母は昔から、よく家で果実酒を造っていました。
梅酒やカリン酒、さくらんぼにいちご、など。
仕込んでから最低3ヶ月は漬け込むので、その間の期待度に反比例して出来がよろしくなかった時は、やはり気分は苦いのでしょう。最近は、やっぱり梅酒がおいしく出来て失敗がないということを知ってか、他の果物に挑戦する闘志は見受けられず、精神的なリスクを負うのをやめたかのようでした。

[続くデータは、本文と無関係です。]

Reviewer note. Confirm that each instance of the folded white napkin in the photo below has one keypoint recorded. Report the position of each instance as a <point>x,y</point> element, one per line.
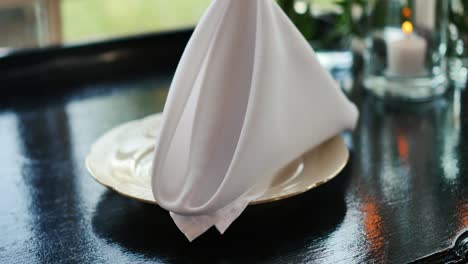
<point>249,96</point>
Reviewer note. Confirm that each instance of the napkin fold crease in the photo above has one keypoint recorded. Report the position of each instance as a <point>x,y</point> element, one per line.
<point>249,96</point>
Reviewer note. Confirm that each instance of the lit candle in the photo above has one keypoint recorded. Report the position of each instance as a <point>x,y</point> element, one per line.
<point>406,56</point>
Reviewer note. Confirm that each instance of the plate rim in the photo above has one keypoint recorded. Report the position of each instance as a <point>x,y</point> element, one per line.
<point>333,175</point>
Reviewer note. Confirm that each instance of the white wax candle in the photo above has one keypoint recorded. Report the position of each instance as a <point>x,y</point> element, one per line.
<point>407,56</point>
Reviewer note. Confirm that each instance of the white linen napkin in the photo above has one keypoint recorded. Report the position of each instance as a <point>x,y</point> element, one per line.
<point>249,96</point>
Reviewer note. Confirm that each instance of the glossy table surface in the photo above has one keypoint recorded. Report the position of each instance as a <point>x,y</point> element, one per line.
<point>403,195</point>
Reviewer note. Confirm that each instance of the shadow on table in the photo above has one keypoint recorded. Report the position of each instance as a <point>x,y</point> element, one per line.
<point>276,231</point>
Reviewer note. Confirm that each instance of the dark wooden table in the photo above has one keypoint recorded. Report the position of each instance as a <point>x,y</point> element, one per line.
<point>402,197</point>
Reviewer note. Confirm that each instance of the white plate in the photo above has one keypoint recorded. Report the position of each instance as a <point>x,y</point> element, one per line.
<point>122,158</point>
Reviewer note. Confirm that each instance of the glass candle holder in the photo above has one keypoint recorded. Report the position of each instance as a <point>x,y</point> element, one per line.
<point>406,45</point>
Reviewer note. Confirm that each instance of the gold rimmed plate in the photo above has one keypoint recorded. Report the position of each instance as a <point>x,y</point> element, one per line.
<point>121,160</point>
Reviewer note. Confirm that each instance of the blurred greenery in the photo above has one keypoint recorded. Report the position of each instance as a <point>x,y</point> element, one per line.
<point>91,19</point>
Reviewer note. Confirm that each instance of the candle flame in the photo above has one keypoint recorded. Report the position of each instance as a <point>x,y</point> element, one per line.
<point>407,27</point>
<point>406,12</point>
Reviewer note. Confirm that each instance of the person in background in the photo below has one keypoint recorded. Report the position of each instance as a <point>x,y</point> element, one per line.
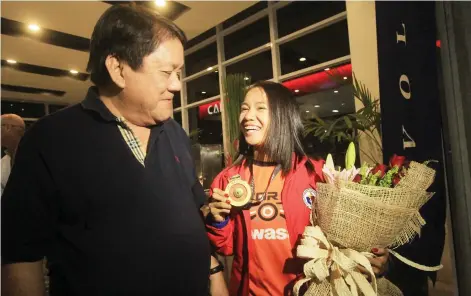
<point>263,235</point>
<point>13,129</point>
<point>106,189</point>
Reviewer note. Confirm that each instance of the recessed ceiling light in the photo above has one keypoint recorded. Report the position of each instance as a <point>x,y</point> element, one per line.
<point>34,27</point>
<point>160,3</point>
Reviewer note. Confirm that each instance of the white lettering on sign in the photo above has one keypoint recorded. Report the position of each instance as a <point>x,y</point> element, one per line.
<point>213,109</point>
<point>406,93</point>
<point>401,37</point>
<point>270,234</point>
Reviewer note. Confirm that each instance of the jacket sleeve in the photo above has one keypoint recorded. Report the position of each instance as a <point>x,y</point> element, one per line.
<point>221,234</point>
<point>318,165</point>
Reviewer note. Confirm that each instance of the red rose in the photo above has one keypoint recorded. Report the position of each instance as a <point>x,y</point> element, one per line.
<point>397,160</point>
<point>382,168</point>
<point>357,178</point>
<point>396,180</point>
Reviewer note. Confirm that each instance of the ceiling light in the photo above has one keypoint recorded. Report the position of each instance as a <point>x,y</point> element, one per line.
<point>160,3</point>
<point>33,27</point>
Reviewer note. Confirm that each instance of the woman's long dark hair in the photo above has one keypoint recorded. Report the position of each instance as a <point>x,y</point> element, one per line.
<point>284,131</point>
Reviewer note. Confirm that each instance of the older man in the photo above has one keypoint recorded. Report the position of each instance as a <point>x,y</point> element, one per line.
<point>13,128</point>
<point>106,189</point>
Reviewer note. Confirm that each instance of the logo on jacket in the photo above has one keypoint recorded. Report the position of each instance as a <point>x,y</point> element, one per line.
<point>308,195</point>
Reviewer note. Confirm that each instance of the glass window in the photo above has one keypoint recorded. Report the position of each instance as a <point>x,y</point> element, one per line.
<point>305,13</point>
<point>25,110</point>
<point>318,47</point>
<point>205,123</point>
<point>29,123</point>
<point>247,38</point>
<point>201,59</point>
<point>55,108</point>
<point>201,37</point>
<point>177,101</point>
<point>259,67</point>
<point>245,14</point>
<point>202,87</point>
<point>178,117</point>
<point>328,95</point>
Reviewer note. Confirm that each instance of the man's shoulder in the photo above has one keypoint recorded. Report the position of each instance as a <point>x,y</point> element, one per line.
<point>54,126</point>
<point>63,116</point>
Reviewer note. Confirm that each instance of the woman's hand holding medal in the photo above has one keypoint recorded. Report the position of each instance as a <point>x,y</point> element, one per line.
<point>220,205</point>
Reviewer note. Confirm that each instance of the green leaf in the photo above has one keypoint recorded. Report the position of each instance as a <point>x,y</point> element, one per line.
<point>348,121</point>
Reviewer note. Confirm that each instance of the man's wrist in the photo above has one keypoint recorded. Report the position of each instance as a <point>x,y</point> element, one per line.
<point>221,224</point>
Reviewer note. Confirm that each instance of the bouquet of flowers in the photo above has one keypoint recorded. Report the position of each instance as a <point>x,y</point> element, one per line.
<point>358,209</point>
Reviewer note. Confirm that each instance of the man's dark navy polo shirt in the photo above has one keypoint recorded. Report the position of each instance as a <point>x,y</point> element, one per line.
<point>108,224</point>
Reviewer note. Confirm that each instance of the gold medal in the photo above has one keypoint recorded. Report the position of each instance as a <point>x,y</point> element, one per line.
<point>239,192</point>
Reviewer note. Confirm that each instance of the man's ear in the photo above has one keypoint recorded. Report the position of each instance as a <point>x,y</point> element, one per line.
<point>115,69</point>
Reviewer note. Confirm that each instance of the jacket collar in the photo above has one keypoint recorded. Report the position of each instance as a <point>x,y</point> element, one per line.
<point>296,163</point>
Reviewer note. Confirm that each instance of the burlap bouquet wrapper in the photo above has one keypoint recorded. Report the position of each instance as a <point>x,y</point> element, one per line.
<point>356,218</point>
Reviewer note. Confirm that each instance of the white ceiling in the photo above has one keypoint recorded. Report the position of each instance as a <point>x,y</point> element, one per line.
<point>79,18</point>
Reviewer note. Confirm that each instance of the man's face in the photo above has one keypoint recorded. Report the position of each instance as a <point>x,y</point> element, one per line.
<point>149,90</point>
<point>12,130</point>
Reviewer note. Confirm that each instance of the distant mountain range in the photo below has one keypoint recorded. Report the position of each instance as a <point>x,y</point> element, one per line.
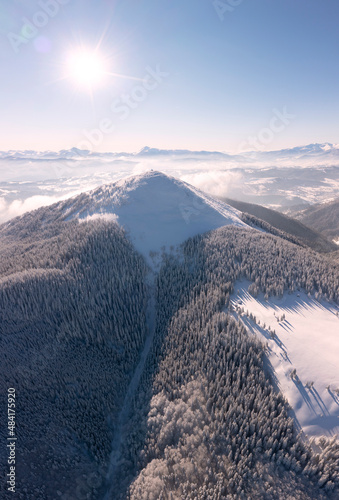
<point>310,155</point>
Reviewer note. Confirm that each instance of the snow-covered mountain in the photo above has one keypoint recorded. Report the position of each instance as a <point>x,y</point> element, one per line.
<point>156,210</point>
<point>144,380</point>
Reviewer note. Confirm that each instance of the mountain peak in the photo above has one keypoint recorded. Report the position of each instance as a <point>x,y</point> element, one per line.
<point>155,209</point>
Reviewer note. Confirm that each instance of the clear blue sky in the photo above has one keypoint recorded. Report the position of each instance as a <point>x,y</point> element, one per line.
<point>225,77</point>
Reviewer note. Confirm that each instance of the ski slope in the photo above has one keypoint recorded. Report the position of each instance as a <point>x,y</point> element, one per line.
<point>307,341</point>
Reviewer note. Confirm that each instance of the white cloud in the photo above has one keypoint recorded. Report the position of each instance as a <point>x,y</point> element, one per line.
<point>19,207</point>
<point>215,182</point>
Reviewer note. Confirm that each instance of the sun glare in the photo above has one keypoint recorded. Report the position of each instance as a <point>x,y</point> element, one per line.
<point>86,68</point>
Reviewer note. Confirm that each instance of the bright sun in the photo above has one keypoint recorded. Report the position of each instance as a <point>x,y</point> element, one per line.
<point>86,68</point>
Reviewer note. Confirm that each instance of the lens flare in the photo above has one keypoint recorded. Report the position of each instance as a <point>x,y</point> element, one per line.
<point>86,68</point>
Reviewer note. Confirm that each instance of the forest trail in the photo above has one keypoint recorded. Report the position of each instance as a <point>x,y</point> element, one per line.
<point>119,435</point>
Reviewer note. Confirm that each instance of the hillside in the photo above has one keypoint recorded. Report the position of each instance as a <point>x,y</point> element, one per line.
<point>308,236</point>
<point>134,381</point>
<point>323,218</point>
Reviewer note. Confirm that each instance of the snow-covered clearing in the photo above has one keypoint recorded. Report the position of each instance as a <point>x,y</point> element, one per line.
<point>121,427</point>
<point>305,340</point>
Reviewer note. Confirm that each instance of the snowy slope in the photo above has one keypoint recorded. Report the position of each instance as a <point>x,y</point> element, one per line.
<point>306,340</point>
<point>156,210</point>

が、先日久しぶりに実家に帰ったところ、新酒の果実酒を発見!
大きな瓶に、青梅よりも一回り大きい果物が、茶色い液体の中にざわざわと漬け込んであります。

「なにこれー」

「シドミ」

「え?なにシドミって?」

「知らん。お父さんがもらってきたから漬けた」


元々、細かいことは気にしない強い母。
私は怪訝に思いながらも一口いただきます。
味は、カリンに近い感じで、酸味と甘みが調和されてなかなかおいしく出来上がっているではありませんか。

「お、いい味出てるよこれー、お酒何入れたの?」

「知らん。これ入れた」

そういって母は、横においてあるパック酒を指さしました。

“サントリーブランデー 果実の酒用”
大きな文字でそう書かれた、2リットル弱入った紙パック。


父が誰かからか貰ってきた知らぬ果物で、何だか知らないけど果実の酒用と書いてあるからこれを買って入れてみたところ、思いのほかおいしく出来上がっていた、自家製シドミ酒。

私は、そんな母の強さが大好きなのです。
そして、抽象的でもあり具体的でもあるこのパック酒のネーミングをつけたサントリーもすごいと、思わずシドミ酒のグラスを持つ手が進んだ夜。

一応調べたら、シドミというのはバラ科の草ボケという植物の別名らしく、ジナシ(地梨)とも呼ばれているそう。なんとなくそんなこともどうでもよくなってくるくらい、母の自家製酒はパワフルなのです。